Taşkale Tahıl Ambarları dünyada eşi benzeri olmayan bir mimari yapıdır adeta. Tarihçilerin 800 yıllık bir oluşum demesine rağmen, hangi amaçla yapıldığı belli olmayan tahıl ambarlarının geçmişi bana göre tarih öncesi dönemlere ve mitolejik hikayelere dayanmaktadır. 250 kadar odadan oluşan ve halkın adeta bir cambaz gibi tırmanarak çıktığı, oluşumunun kaya özelliğinden dolayı içine koyulan gıda maddelerinin bozulmadan uzun yıllar saklandığı esrarengiz odalar. Kim bilir mitolejik zamanın belki hapishanesi, belki doğumhanesi, belki de virüse yakalanmış insanların tedavi gördüğü esrarengiz mekanlarıydı.

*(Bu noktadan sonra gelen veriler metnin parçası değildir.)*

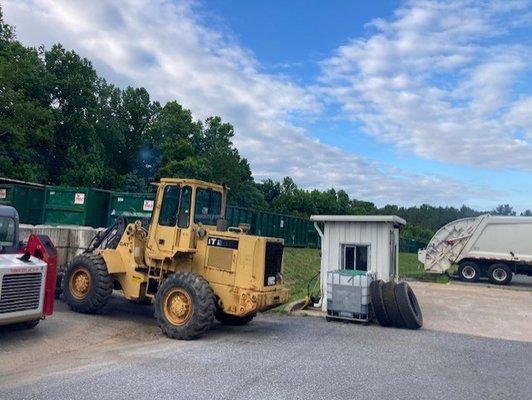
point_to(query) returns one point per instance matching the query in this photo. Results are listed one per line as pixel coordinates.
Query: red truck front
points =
(27, 283)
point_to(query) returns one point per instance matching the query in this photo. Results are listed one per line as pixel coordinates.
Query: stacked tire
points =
(395, 304)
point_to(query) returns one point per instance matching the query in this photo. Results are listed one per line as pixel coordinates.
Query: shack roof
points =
(394, 219)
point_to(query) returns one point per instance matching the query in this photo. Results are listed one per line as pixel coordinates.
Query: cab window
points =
(183, 219)
(208, 206)
(168, 215)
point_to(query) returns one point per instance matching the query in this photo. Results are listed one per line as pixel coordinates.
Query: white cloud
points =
(165, 47)
(438, 79)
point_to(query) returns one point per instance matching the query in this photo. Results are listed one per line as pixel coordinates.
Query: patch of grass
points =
(300, 265)
(410, 267)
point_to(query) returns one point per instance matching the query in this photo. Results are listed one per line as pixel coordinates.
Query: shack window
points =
(7, 231)
(208, 206)
(168, 215)
(355, 257)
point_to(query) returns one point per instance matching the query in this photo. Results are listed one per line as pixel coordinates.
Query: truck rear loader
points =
(187, 262)
(485, 246)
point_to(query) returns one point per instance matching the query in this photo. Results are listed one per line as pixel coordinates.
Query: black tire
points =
(233, 320)
(469, 271)
(20, 326)
(408, 306)
(100, 285)
(390, 304)
(201, 296)
(375, 292)
(500, 274)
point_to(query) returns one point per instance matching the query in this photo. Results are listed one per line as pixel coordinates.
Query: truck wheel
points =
(390, 304)
(59, 282)
(24, 325)
(500, 274)
(86, 284)
(408, 306)
(469, 271)
(184, 306)
(228, 319)
(375, 291)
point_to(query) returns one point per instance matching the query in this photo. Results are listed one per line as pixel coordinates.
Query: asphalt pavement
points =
(123, 355)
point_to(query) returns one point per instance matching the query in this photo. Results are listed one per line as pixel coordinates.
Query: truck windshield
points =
(7, 231)
(208, 206)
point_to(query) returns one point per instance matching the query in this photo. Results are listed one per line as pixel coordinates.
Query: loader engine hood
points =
(22, 285)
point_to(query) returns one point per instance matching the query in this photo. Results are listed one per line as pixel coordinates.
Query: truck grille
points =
(20, 292)
(272, 262)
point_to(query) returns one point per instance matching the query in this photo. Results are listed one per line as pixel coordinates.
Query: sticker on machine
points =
(148, 205)
(79, 198)
(222, 242)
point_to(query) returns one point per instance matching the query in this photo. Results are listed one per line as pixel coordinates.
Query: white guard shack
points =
(362, 242)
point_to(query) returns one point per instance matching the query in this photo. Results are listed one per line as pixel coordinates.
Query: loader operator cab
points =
(183, 209)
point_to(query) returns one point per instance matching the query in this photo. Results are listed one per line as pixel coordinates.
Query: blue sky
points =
(403, 102)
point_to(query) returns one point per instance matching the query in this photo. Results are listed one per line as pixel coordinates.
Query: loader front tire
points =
(184, 306)
(86, 284)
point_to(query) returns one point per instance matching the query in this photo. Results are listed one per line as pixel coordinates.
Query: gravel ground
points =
(122, 354)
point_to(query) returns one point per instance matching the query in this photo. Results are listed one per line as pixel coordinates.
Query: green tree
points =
(26, 121)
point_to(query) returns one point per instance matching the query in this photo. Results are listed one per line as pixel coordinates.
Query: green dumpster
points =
(76, 206)
(27, 199)
(238, 215)
(133, 206)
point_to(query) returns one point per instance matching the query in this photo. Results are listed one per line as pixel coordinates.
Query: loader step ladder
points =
(155, 276)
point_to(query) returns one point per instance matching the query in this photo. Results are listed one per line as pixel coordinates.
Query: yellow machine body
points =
(244, 271)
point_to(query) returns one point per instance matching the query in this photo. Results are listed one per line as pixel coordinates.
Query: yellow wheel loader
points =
(187, 262)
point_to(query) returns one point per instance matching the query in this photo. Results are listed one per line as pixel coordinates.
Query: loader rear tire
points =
(228, 319)
(408, 306)
(86, 284)
(390, 303)
(379, 308)
(184, 306)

İncesu Mağarası İlluyanka efsanesinde Fırtına Tanrısının, yılan ejderha olan İlluyanka’nın savaşının sonucunda doğan Şahmaran bebeğin Medusa tarafından Tarsusa kaçırılırken bir süre saklandıkları mağaradır.  İncesu Mağarası şu anki uzunluğu 1.000 metre fakat her iki tarafından da sonuna kadar gidilmemiştir. Bin metrelik kısım düzenlenerek ziyaretçilere açılmıştır. İçerisi insana adeta bir görsel ziyafet sunmaktadır. Sarkıtlarıyla su havuzlarıyla insanı büyülemektedir. Mağaranın içine girince Şahmaran bebeğin annesini öldüren aynı zamanda dedesi de olan Fırtına Tanrısına olan ağıtını duyabilirsiniz.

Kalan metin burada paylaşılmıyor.